Another example is BevGrad Chia White, a super-fine cold milled chia seed, which is an exciting new ingredient, because of its ability to build viscosity in syrup systems for bar applications, notes Steenwyk. “It helps reduce sugar in the formula, as well as remove binders and emulsifiers, helping product developers clean up their labels.”
With the gluten-free trend continuing, we are starting to see more grain-free foods. “Interest for so-called grain-free ingredients has helped usher in ingredients as diverse as root vegetables, pulses and even coffee flours,” says Warner. The company has worked in applying garbanzo beans and green lentils to new food products. “For garbanzo beans, we see applications in all-purpose flour, baking mixes, crackers, pretzels and chips. Green lentils have been used successfully in cracker and chips.”

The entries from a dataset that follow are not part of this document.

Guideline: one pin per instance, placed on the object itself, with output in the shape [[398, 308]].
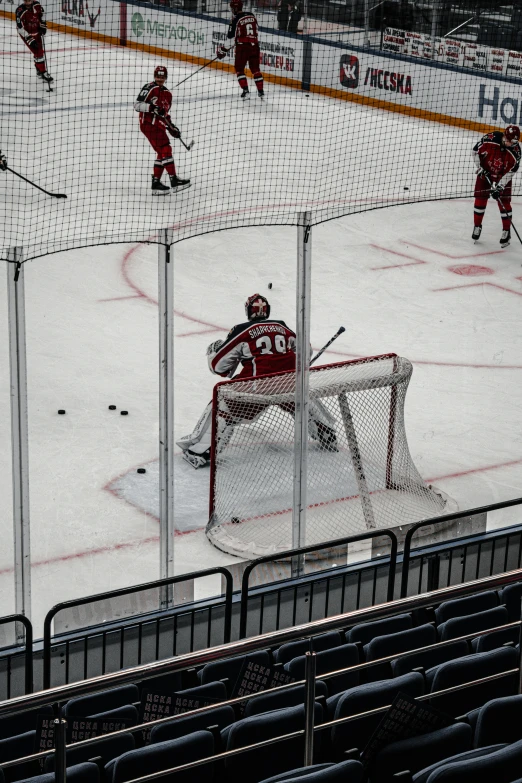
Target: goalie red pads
[[260, 346]]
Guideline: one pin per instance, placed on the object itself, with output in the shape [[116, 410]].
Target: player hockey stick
[[55, 195], [328, 344], [500, 199]]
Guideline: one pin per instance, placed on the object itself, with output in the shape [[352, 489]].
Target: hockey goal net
[[360, 471]]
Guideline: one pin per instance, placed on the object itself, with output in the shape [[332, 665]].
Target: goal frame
[[312, 369]]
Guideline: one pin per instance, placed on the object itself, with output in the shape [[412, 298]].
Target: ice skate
[[158, 188], [177, 184], [196, 460], [505, 238]]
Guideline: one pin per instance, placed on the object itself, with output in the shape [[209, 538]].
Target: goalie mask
[[257, 307]]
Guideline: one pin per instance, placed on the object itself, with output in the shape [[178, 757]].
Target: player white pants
[[199, 442]]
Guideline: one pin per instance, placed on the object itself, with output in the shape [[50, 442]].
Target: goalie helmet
[[257, 307], [512, 133], [160, 71]]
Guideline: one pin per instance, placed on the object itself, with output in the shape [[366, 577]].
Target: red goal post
[[360, 472]]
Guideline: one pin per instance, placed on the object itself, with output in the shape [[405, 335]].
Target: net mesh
[[340, 129], [360, 472]]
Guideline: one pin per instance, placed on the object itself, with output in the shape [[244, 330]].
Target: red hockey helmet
[[160, 71], [256, 306], [512, 133]]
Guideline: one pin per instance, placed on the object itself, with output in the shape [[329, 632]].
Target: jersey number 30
[[265, 343]]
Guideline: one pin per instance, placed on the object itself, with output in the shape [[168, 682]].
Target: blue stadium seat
[[511, 596], [81, 773], [290, 650], [182, 725], [467, 669], [329, 661], [21, 722], [501, 765], [345, 772], [499, 720], [356, 733], [416, 753], [460, 607], [86, 706], [382, 646], [424, 774], [230, 668], [289, 697], [430, 658], [365, 632], [255, 765], [164, 755], [107, 749], [481, 621]]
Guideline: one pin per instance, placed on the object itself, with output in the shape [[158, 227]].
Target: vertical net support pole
[[166, 413], [19, 435], [310, 669], [355, 454], [304, 264]]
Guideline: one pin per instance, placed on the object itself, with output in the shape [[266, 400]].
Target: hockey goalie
[[261, 345]]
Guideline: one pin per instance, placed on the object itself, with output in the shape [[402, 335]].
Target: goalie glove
[[158, 111], [214, 347], [174, 130]]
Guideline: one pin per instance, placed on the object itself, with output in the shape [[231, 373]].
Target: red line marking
[[474, 285], [395, 253], [449, 255]]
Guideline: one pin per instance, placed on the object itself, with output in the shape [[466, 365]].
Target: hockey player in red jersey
[[153, 104], [497, 158], [244, 30], [32, 26], [261, 345]]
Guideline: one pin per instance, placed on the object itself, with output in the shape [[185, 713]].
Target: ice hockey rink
[[407, 280]]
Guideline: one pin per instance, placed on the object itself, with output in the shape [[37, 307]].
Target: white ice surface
[[406, 279]]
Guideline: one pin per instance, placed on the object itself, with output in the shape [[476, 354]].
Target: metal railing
[[160, 584], [245, 646], [300, 552]]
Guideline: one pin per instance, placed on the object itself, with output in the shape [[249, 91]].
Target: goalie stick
[[55, 195], [328, 344]]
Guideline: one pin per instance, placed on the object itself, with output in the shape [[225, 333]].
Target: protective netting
[[360, 472], [339, 130]]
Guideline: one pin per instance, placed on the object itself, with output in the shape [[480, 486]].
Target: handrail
[[245, 646], [313, 548], [128, 591], [436, 520], [28, 668]]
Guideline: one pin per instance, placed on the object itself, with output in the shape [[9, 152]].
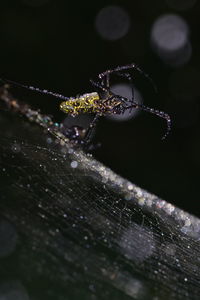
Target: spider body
[[100, 103]]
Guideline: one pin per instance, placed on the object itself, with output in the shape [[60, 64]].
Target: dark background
[[55, 45]]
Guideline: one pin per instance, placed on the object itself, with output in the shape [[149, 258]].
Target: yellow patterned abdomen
[[87, 103]]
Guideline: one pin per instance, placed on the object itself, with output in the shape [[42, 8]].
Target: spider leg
[[90, 130], [36, 89]]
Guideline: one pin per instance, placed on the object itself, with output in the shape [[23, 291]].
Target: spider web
[[70, 228]]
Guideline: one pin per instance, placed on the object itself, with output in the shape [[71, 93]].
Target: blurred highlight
[[170, 40]]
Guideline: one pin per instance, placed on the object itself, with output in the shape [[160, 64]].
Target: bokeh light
[[125, 90], [35, 3], [112, 23], [181, 4], [170, 39]]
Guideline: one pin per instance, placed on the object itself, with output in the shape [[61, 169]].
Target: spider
[[100, 103]]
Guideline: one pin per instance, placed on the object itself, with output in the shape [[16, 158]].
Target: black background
[[56, 46]]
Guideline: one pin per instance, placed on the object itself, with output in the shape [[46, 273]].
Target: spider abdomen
[[87, 103]]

Brolite Products, Bartlett, IL, launched its Natural Spelt Mold Inhibitor this past year. “This product is made with organic ingredients and acts as an all-natural flavor, and a mold inhibitor,” says Jeff Nelson, western vice president of sales. “By using the latest culture technology, the Natural Spelt Mold Inhibitor will give additional shelf life by lowering the pH. It can be added to a product at 1 to 2 percent per 100 pounds of flour. It’s a clean-label-friendly product, as well.” Using this ingredient provides longer shelf life while still maintaining the taste and texture of the finished product.
Whole grains can sometimes impart woody, earthy or bitter off-notes that are considered undesirable by consumers. FlavorHealth, North Brunswick, NJ, has developed new taste modulators that can help address these off-notes. “We have specifically looked at the receptors that the off-notes of whole grains trigger and found flavors that decrease the response,” says Kushal Shah, marketing specialist. “The result is an improvement in the taste profile of the product that we often find allows the positive attributes to be accentuated. Products are often reported as sweeter or more flavorful, because the distracting flavors—such as whole grain off-notes—are minimized.”
FlavorHealth’s suite of solutions gives manufacturers the opportunity to increase the healthiness profile of their products while still maintaining the great taste to which their consumers are accustomed.
People today are much more cognizant of the foods they eat and are looking to achieve better overall wellness by improving their eating habits. They are seeking out clean-label, plant-based products, often with higher protein and fiber content. In addition, snack manufacturers are developing products using new bases, such as whole, heirloom and ancient grains. Collectively, these trends plants the seeds for the continued growth of grains.